Japanese Prime Minister Shinzo Abe yesterday departed for a week-long tour of Africa, keeping up a busy travel schedule designed to restore Japan’s global influence in the face of China’s rise.
Abe, who will visit Oman before starting his tour of the Ivory Coast, Mozambique and Ethiopia, is taking a different approach to foreign policy than his immediate predecessors, visiting a wider range of countries to try to broaden Japan’s diplomatic reach.
Publicly, Japanese officials deny that Abe’s travels have anything to do with China.
“Wherever he goes, Prime Minister Abe is asked if he is there to compete against China, but that’s not our intention at all,” Japanese Deputy Chief Secretary of the Cabinet Hiroshige Seko said in an interview yesterday.
Yet the unofficial backdrop is China’s rise and the relative decline of a once ascendant Japan.

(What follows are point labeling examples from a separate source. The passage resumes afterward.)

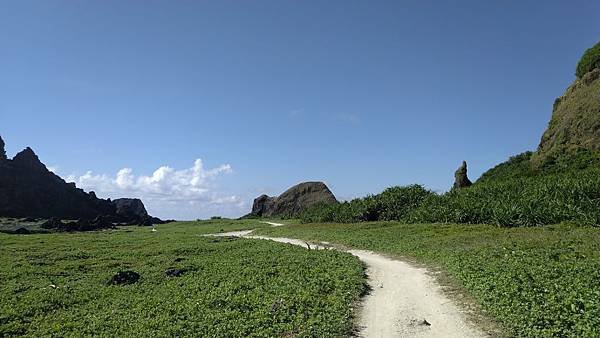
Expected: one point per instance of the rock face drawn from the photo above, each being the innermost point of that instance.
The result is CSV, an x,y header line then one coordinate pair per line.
x,y
575,122
293,201
130,208
460,177
29,189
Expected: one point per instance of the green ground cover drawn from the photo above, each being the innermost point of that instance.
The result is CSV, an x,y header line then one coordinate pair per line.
x,y
536,281
230,288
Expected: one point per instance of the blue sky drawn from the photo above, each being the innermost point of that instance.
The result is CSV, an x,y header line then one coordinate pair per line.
x,y
360,94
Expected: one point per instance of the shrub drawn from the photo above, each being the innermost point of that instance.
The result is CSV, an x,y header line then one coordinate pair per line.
x,y
589,61
392,204
541,199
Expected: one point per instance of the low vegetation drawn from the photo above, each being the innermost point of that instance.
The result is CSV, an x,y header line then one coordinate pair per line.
x,y
536,282
511,194
87,284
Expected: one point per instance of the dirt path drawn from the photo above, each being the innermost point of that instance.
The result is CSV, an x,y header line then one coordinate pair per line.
x,y
405,301
273,224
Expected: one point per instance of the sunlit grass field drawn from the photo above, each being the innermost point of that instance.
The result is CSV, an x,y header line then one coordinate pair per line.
x,y
56,284
536,282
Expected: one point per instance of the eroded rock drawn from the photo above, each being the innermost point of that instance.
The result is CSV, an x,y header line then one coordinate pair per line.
x,y
460,177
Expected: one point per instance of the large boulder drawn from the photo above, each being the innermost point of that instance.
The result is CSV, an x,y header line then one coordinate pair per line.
x,y
293,201
262,204
461,180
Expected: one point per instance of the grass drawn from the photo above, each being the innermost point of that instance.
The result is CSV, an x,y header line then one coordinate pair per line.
x,y
56,284
536,282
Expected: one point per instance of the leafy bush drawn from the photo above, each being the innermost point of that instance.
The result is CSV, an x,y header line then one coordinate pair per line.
x,y
529,201
589,61
392,204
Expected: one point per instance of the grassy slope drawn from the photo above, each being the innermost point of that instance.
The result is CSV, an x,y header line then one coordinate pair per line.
x,y
234,288
542,281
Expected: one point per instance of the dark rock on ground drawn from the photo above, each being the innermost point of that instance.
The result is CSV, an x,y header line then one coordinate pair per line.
x,y
124,278
53,223
29,189
460,177
98,223
262,205
174,272
293,201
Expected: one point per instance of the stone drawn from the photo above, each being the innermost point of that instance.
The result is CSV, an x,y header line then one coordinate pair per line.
x,y
124,278
29,189
574,124
2,151
293,201
130,208
460,177
174,272
262,204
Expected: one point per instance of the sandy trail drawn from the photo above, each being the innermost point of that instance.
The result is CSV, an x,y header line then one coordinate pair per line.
x,y
405,301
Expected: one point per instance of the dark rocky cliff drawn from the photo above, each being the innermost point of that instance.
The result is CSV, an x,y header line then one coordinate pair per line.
x,y
293,201
29,189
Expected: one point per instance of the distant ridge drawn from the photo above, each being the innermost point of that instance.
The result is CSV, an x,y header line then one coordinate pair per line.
x,y
29,189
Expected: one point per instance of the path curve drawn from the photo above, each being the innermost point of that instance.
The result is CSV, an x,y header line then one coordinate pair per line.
x,y
404,301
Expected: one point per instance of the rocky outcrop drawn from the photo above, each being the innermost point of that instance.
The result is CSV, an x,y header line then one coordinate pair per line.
x,y
460,177
293,201
2,151
130,208
29,189
575,122
262,205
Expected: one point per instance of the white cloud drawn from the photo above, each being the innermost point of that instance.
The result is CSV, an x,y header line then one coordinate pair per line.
x,y
168,192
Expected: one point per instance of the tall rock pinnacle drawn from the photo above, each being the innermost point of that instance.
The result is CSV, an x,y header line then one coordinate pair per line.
x,y
2,151
460,177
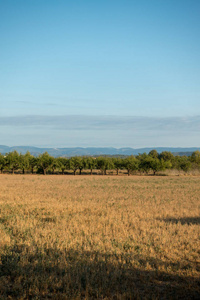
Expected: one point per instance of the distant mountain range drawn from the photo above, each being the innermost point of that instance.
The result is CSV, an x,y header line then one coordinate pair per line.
x,y
92,151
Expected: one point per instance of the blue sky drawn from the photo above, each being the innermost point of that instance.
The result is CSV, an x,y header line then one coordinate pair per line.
x,y
100,73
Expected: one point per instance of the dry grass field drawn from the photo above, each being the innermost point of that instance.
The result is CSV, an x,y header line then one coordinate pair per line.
x,y
104,237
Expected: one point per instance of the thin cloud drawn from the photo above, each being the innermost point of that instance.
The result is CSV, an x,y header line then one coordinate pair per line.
x,y
82,122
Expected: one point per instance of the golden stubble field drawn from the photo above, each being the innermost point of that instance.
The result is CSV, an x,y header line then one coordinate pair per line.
x,y
104,237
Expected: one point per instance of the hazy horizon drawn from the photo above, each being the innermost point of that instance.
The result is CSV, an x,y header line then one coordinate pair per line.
x,y
100,74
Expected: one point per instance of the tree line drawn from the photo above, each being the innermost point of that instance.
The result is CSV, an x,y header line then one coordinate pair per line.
x,y
150,163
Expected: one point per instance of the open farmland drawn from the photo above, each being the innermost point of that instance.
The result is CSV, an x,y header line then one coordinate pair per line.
x,y
105,237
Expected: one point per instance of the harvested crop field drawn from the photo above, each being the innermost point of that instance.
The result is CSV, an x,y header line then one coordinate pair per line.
x,y
104,237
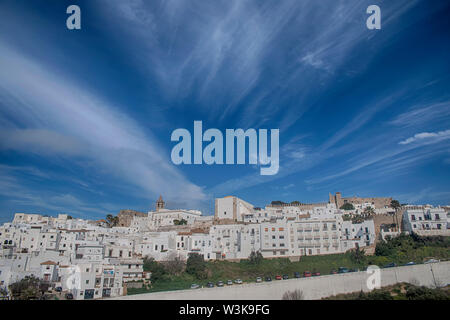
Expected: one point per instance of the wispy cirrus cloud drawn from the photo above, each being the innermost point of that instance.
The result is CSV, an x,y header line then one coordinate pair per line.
x,y
64,119
428,137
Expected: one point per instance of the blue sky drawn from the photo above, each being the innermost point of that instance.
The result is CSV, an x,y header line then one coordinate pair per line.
x,y
86,116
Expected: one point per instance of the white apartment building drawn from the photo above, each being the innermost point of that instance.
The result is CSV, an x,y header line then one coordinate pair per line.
x,y
426,221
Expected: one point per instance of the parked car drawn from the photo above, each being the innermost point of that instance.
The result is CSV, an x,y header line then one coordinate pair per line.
x,y
431,261
390,265
342,270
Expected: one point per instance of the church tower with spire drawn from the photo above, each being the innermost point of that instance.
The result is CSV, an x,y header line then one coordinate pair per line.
x,y
160,203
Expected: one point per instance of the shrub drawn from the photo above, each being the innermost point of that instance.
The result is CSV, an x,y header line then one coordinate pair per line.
x,y
293,295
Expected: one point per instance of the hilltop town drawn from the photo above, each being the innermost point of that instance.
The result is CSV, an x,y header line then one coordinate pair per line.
x,y
97,259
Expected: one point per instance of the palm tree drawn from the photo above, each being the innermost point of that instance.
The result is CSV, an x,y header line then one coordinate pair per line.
x,y
395,205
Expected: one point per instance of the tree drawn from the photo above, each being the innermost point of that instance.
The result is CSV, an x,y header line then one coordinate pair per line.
x,y
255,257
347,206
395,205
293,295
157,269
174,265
3,292
358,255
196,266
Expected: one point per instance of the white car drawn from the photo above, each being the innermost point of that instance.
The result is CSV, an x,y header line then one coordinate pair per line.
x,y
432,261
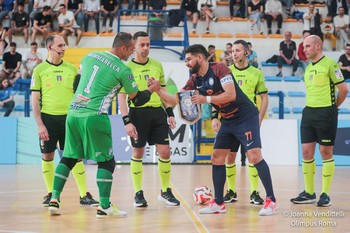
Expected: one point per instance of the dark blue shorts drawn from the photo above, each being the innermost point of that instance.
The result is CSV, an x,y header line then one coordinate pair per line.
x,y
232,133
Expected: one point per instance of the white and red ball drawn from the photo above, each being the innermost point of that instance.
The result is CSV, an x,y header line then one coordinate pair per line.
x,y
202,195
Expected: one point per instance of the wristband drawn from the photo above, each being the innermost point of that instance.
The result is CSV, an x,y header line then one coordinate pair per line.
x,y
214,115
169,112
208,99
126,119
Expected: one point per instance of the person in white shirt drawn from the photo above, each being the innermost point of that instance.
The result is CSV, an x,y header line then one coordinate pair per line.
x,y
68,25
341,24
91,8
31,60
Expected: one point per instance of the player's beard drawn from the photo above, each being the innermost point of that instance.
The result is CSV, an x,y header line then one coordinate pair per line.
x,y
195,68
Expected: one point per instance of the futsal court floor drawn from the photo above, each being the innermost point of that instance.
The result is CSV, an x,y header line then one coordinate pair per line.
x,y
22,189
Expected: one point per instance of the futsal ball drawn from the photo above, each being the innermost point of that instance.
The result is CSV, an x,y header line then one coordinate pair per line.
x,y
202,195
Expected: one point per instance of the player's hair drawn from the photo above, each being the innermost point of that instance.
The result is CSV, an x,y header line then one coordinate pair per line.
x,y
243,43
122,39
197,49
140,34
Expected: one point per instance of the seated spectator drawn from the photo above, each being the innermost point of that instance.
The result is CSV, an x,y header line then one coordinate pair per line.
x,y
334,5
108,9
3,42
67,25
76,6
31,60
226,56
206,8
212,53
344,62
273,11
327,28
237,8
6,96
288,50
42,22
252,56
38,7
255,12
341,24
11,64
91,9
312,21
20,24
190,6
301,54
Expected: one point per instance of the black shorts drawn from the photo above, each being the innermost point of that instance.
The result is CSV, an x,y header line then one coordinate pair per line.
x,y
232,133
151,124
319,125
56,127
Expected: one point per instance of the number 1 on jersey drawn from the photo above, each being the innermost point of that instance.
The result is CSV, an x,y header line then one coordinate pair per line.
x,y
92,77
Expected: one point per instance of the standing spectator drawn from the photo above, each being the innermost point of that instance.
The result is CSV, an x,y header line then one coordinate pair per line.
x,y
252,57
327,28
11,64
255,12
42,22
108,9
206,8
67,25
190,6
344,62
212,53
301,54
341,24
288,50
20,24
325,92
334,5
226,55
31,60
7,8
3,42
6,96
76,6
273,11
312,21
91,9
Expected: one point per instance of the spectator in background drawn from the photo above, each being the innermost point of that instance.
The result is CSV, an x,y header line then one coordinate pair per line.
x,y
91,8
190,6
288,50
344,62
212,53
31,60
334,5
108,9
255,12
312,21
301,54
252,56
7,8
11,64
273,11
76,6
341,24
206,8
3,42
6,96
67,25
20,24
226,56
237,8
327,28
42,22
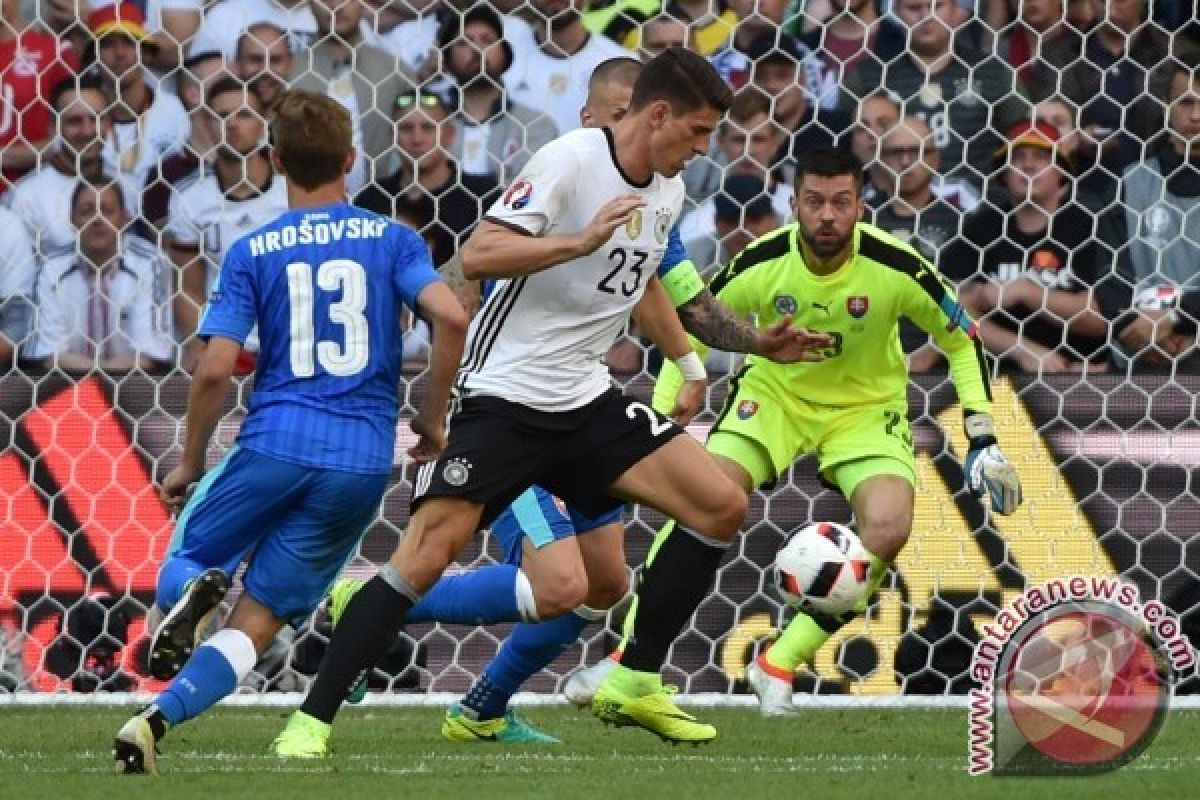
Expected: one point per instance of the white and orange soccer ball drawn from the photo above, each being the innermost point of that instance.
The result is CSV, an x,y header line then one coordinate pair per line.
x,y
822,567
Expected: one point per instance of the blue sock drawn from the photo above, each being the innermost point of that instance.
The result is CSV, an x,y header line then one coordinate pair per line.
x,y
205,678
173,577
483,596
529,648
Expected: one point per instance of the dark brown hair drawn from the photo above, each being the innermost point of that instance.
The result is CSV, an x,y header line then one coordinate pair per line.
x,y
684,79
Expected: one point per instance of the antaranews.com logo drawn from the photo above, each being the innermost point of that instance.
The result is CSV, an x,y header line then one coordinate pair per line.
x,y
1074,677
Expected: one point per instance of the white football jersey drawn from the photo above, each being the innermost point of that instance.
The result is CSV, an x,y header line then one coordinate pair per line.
x,y
201,216
540,340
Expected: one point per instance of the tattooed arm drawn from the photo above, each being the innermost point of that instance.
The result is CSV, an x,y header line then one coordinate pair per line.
x,y
463,288
718,326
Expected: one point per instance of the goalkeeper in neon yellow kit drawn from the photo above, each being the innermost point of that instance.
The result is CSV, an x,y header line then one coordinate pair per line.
x,y
850,280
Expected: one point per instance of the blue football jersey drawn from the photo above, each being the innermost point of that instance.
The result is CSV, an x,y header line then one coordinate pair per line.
x,y
325,288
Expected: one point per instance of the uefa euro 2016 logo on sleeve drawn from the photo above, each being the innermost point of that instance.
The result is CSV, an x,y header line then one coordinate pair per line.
x,y
1074,678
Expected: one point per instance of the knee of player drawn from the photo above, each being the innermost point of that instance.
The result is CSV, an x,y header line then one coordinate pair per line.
x,y
885,531
606,590
729,512
561,593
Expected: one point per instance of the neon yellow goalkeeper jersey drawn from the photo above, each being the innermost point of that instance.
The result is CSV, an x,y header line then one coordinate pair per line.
x,y
859,306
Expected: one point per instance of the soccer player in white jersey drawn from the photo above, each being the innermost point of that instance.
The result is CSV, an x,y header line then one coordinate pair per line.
x,y
574,244
223,203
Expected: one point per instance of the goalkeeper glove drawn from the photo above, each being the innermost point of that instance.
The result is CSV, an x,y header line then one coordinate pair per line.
x,y
985,468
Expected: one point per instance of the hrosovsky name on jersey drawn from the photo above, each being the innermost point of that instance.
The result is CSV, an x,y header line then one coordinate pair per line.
x,y
321,233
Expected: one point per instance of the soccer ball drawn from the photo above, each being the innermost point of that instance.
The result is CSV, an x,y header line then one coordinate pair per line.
x,y
822,567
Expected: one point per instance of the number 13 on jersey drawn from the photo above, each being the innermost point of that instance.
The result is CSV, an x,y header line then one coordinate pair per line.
x,y
349,278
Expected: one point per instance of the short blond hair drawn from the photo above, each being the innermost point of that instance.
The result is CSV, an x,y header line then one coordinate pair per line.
x,y
312,136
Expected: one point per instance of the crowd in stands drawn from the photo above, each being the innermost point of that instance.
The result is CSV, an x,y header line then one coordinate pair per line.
x,y
1043,154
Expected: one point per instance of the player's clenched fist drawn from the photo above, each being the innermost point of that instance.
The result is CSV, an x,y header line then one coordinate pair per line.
x,y
611,216
987,470
784,343
174,487
431,439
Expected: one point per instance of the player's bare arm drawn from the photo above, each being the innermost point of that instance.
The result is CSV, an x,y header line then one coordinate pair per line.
x,y
718,326
497,251
655,314
448,320
463,288
205,405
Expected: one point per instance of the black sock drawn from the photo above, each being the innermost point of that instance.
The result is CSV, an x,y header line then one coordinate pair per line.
x,y
366,630
667,595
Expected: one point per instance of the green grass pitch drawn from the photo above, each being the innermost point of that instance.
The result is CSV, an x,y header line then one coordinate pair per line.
x,y
63,753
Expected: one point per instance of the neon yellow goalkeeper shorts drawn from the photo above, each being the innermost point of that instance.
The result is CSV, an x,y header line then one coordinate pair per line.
x,y
765,431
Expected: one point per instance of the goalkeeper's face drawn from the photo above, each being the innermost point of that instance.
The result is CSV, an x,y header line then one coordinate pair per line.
x,y
827,209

A series of revolving-door prime ministers who served brief terms have hurt Japan’s diplomacy and Seko said Abe feels responsible because it started with him during his earlier stint as leader in 2006 and 2007.
Abe touched down in 25 countries last year and told reporters before his departure that Africa can be seen as “a frontier for Japan’s diplomacy.”
Japan is a longtime aid donor to Africa and has stepped up its assistance over the past five years. However, those efforts have been overshadowed by China’s imports of raw materials, massive infrastructure projects and exports of affordable consumer goods, which are widely credited with helping lift African economies in the 21st century.
Abe’s diplomatic push comes as Japan looks to clarify the ownership of 280 remote islands in waters it claims and register them as national assets, a move that could rile Taiwan China and South Korea, which are engaged in territorial disputes with Tokyo.
Japan’s move to survey the islands was announced this week and continues a plan first begun five years ago, an official at the Japanese Oceanic Policy and Territorial Issues secretariat said.
He said the location of the islands were unclear until the survey was completed, but they were all within Japanese territorial waters and the boundaries of the country’s exclusive economic zone would not change.
Since the plan was initiated, Japan has nationalized about 99 islands with no apparent owner.
China is keeping a close watch on the situation, Chinese Ministry of Foreign Affairs spokeswoman Hua Chunying (華春瑩) said.
“We believe that Japan’s actions in marine areas should follow international law and should not harm the interests of other countries, or the international community,” Hua told a regular news briefing yesterday.